Fast forward three decades, and I read that Elton sent an assistant out every Tuesday to buy all the new releases so he could keep current with upcoming artists.

The point is that the good knight has always had a big thirst for what’s new and he’s an enthusiastic booster for younger musicians he admires. So when the world went into lockdown, he decided to reach out to other artists, many of them decades his junior, in order to collaborate.

The resulting album, The Lockdown Sessions, casts Elton as the Zelig of pop, appearing alongside a rollcall of names so eclectic that it borders on the bizarre. What other album this year will feature Lil Nas X, Eddie Vedder, Miley Cyrus, Stevie Nicks and Gorillaz? And Glenn Campbell, who died four years ago?

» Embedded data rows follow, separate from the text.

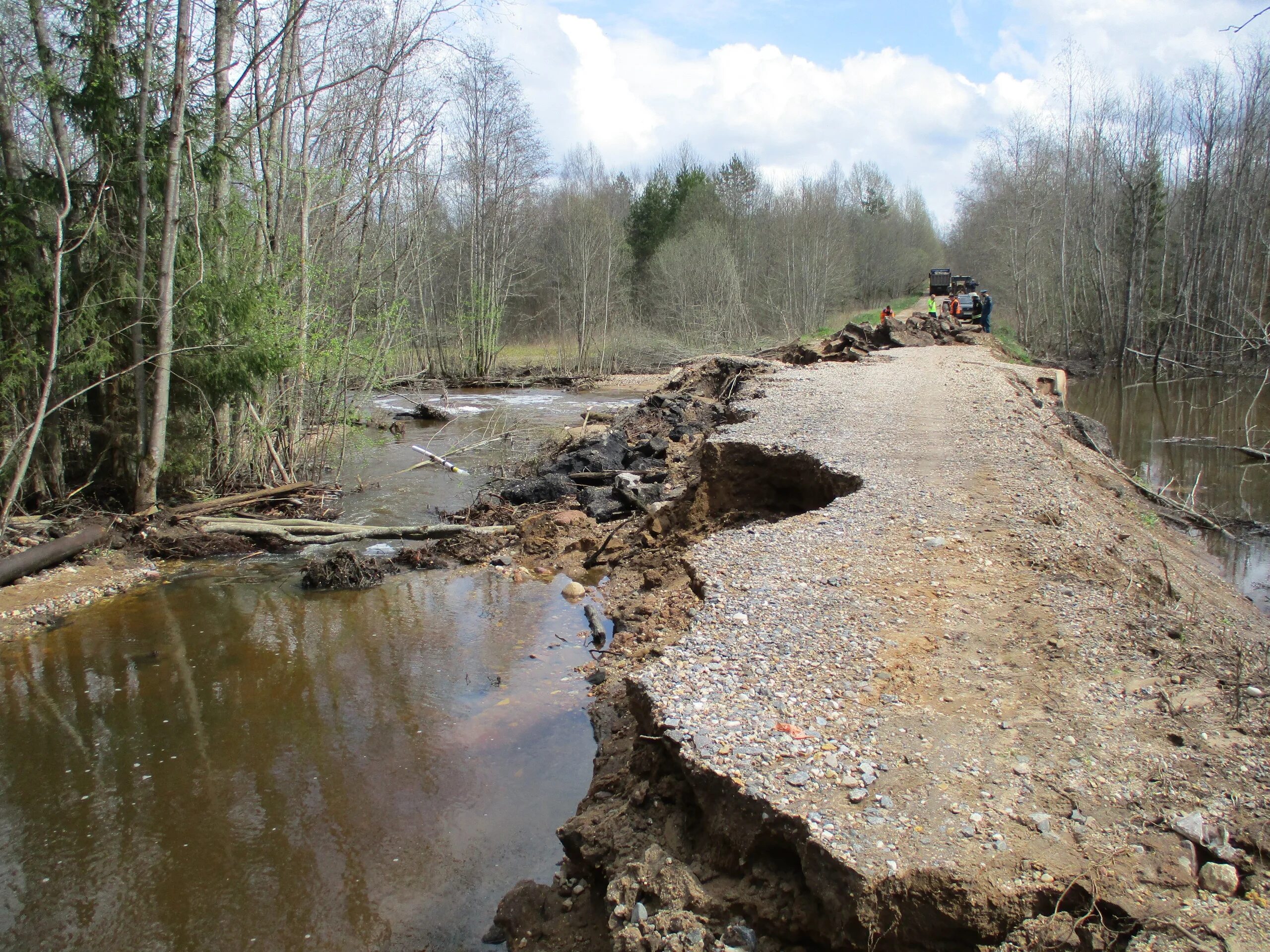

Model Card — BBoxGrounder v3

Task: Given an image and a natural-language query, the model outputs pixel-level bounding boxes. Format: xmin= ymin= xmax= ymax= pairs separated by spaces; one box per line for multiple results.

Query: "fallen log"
xmin=569 ymin=470 xmax=667 ymax=485
xmin=410 ymin=443 xmax=467 ymax=476
xmin=197 ymin=517 xmax=505 ymax=546
xmin=0 ymin=526 xmax=108 ymax=585
xmin=165 ymin=482 xmax=314 ymax=519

But, COVID, right? There’s that whole thing about not being allowed in the same room as anyone else. Let’s face it, that’s often how musicians collaborate even in non-pandemic times. And it can be tricky matching the energy and delivery and making it work. Australian trio Pnau mash up Elton’s 1989 song Sacrifice with Dua Lipa performing Rocket Man and lo and behold, it’s a swishy disco-pop hand-waver called Cold Heart. This setting suits the M.O. here, and works on other dance-pop tracks such as the limber Learn to Fly with Texas soul-pop duo Surfaces and the electro-fizz of Orbit with English songwriter/producer SG Lewis.

But, look, we have to talk about autotune. Sure, it’s everywhere in pop music, and has been for some time, but when it makes Elton John sound like he’s singing through a beard of bees or like a synthesised Elton robot, as it does at certain moments here, then Houston, we have a problem.

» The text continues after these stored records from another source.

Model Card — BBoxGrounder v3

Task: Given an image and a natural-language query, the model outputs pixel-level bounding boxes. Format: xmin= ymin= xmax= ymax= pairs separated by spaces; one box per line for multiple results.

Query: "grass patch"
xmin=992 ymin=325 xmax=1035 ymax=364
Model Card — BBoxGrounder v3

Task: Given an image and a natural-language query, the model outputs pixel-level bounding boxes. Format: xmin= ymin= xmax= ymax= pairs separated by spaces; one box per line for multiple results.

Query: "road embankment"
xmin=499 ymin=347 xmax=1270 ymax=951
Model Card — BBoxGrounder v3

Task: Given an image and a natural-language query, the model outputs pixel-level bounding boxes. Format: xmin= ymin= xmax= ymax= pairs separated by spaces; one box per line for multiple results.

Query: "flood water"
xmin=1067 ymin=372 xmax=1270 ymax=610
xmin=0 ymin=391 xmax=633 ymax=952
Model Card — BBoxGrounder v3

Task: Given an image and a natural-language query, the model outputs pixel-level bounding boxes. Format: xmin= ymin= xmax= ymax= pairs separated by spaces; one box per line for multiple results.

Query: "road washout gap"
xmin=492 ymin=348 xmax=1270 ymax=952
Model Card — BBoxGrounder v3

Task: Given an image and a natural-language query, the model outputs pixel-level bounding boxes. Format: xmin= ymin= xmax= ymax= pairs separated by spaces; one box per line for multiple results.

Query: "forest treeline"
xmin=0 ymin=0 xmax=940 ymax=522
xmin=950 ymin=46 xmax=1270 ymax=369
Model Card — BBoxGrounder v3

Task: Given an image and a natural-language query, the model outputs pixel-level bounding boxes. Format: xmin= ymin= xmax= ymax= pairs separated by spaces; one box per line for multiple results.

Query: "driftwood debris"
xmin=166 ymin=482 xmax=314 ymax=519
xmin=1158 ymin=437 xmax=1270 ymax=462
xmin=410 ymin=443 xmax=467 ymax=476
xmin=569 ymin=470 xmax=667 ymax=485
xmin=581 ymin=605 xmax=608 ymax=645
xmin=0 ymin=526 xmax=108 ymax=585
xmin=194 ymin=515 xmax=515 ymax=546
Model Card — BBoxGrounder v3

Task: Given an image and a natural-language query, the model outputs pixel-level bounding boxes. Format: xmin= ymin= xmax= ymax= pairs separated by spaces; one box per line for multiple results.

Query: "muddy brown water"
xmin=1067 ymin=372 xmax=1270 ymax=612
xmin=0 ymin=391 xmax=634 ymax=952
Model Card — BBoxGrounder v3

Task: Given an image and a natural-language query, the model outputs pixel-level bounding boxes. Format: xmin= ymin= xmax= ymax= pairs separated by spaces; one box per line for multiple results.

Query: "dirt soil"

The Lockdown Sessions is available to stream on Apple Music and Spotify. Credit:Interscope Records

Then there are the complete mismatches. Exhibit A: Always Love You, where Elton romantically croons, “I’m uncertain of a lot of things, but with you I’ve always known,” while Young Thug raps, “F—ing me good and I’m hooked like crack”. This remake of The Odd Couple is kind of creepy.

You can consider some of these songs in good news/bad news pairs. There’s the country bracket where one works (Brandi Carlile) and the other doesn’t (Jimmie Allen).

Then there are the two Stevies – there’s a complete disconnect with a drowsy Stevie Nicks on Stolen Car, while Elton and Stevie Wonder sound like they’re dancing through a fountain of youth on the upbeat Finish Line.

Elton John could easily rest on his laurels, retreat to his castle and spend his days casually checking the royalties pouring into his bank account from his vast back catalogue. The fact that he feels the need to keep producing work during a pandemic and at the same time stay connected with other artists is admirable. There are sparks in some of these team-ups, but not enough for The Lockdown Sessions to catch fire.